The past few years have redefined structural biology. Modern AI predictors made high-quality models accessible in minutes, and that success created a reflex: default to the newest neural model for every task. In practice, many engineering problems still benefit from constraint-aware, physics/empirical tools that let you control what changes and what stays fixed. This is where Rosetta and FoldX continue to deliver.
🧠 What DL Predictors Are Great At
Rapid, plausible 3D models from sequence. For new proteins or distant homologs, AlphaFold and ESMFold provide high-confidence monomer models quickly; newer diffusion/co-folding approaches (e.g., Boltz families) expand to assemblies and interfaces.
Throughput for exploration. Screening many sequences or variants for coarse structural plausibility is now tractable: generate models, check confidence metrics, and cluster shapes before deeper work.
Independent cross-checks. DL predictions give an orthogonal sanity check alongside physics-based scoring and experimental data—useful triangulation in early design.
🚧 Where DL Falls Short for Engineering
Limited control and constraints. Predictors typically rebuild the whole structure. They are not designed to “freeze” experimental coordinates while you alter a specific region under user-defined constraints.
Energetics are indirect. Confidence metrics and learned potentials don’t replace explicit ΔΔG for stability or binding, nor do they capture all environment- or condition-specific effects without careful interpretation.
Attractive, but sometimes misleading. Beautiful predictions can mask subtle packing errors, strained geometry, or lost contact networks that matter in function and manufacturability.
🛠️ What Rosetta & FoldX Still Do Uniquely Well
Local, constraint-aware remodeling (Rosetta). Define exactly which atoms can move, sample local backbone (Backrub/KIC/CCD), repack or design side chains, and relax the result—all while keeping the rest of the complex essentially fixed.

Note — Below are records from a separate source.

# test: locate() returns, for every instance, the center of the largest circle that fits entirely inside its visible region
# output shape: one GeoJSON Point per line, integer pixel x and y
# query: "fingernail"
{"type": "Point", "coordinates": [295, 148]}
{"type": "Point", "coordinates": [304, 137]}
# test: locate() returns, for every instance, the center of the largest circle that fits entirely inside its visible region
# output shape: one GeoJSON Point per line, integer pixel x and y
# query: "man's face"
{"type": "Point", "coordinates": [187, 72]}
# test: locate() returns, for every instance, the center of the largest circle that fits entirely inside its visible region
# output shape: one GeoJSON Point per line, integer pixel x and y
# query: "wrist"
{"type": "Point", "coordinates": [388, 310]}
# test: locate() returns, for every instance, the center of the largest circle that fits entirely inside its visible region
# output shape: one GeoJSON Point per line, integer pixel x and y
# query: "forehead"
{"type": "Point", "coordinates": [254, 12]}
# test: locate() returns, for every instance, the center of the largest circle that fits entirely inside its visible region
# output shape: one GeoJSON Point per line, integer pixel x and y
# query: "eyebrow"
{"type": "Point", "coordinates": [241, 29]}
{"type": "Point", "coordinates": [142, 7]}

Fast empirical triage (FoldX). Rapidly estimate stability changes and complex binding energies, scan positions exhaustively, and prioritize variants before investing in heavy sampling or MD.
Transparent knobs. Task operations, resfiles, coordinate constraints, and score terms make assumptions explicit, enabling methodical iteration and clear rationale in reports and methods sections.
🧭 A Grounded Decision Guide
- Need a quick fold for a brand-new sequence? Start with AlphaFold/ESMFold; use them to scope feasibility and generate starting models.
- Must preserve known geometry and edit only a region? Use Rosetta with coordinate constraints; add FoldX to triage variants by ΔΔG and interaction energy.
- Screening a large design space? Combine both: DL for breadth (plausible shapes), FoldX for fast energetics, Rosetta for high-fidelity refinement of finalists.
- Validating robustness? Short, restrained MD (OpenMM/GROMACS) to assess local mobility (RMSF) and detect fragile packing.
🔄 A Practical “Best-of-Both” Workflow
- Start from the most trustworthy structure. Clean the PDB, define the edit window, and document constraints.
- FoldX triage. Repair once; scan targeted mutations; compute ΔΔG for stability and complex interaction energy to down-select.
- Rosetta refinement. Freeze everything you want preserved; sample local backbone and repack/design allowed residues; relax under Cartesian coordinates.
- Lightweight dynamics. Run short restrained MD to confirm rigidity/consistency and catch hidden clashes or strain.
- DL cross-check (optional). Re-fold finalists with AlphaFold/ESMFold to confirm secondary-structure tendencies and gross compatibility; treat as corroboration, not ground truth.
⚠️ Pitfalls to Avoid
- Tool-first thinking. Start from the scientific question and constraints; pick tools to match, not because they’re new or popular.
- Single-model overconfidence. Always examine ensembles and stress-test with alternative methods; look at geometry, packing, energetics, and dynamics together.
- Ignoring binding energetics. For complexes, evaluate interaction energy explicitly (e.g., FoldX or appropriate Rosetta terms), not just model confidence.
✅ Takeaways
Deep learning made protein models fast and accessible—an enormous win. But method fit matters: for controlled, local engineering with preserve-this-don’t-move-that requirements, Rosetta and FoldX remain the right starting points. Use DL predictors as powerful companions for exploration and cross-checks, not as one-size-fits-all solutions.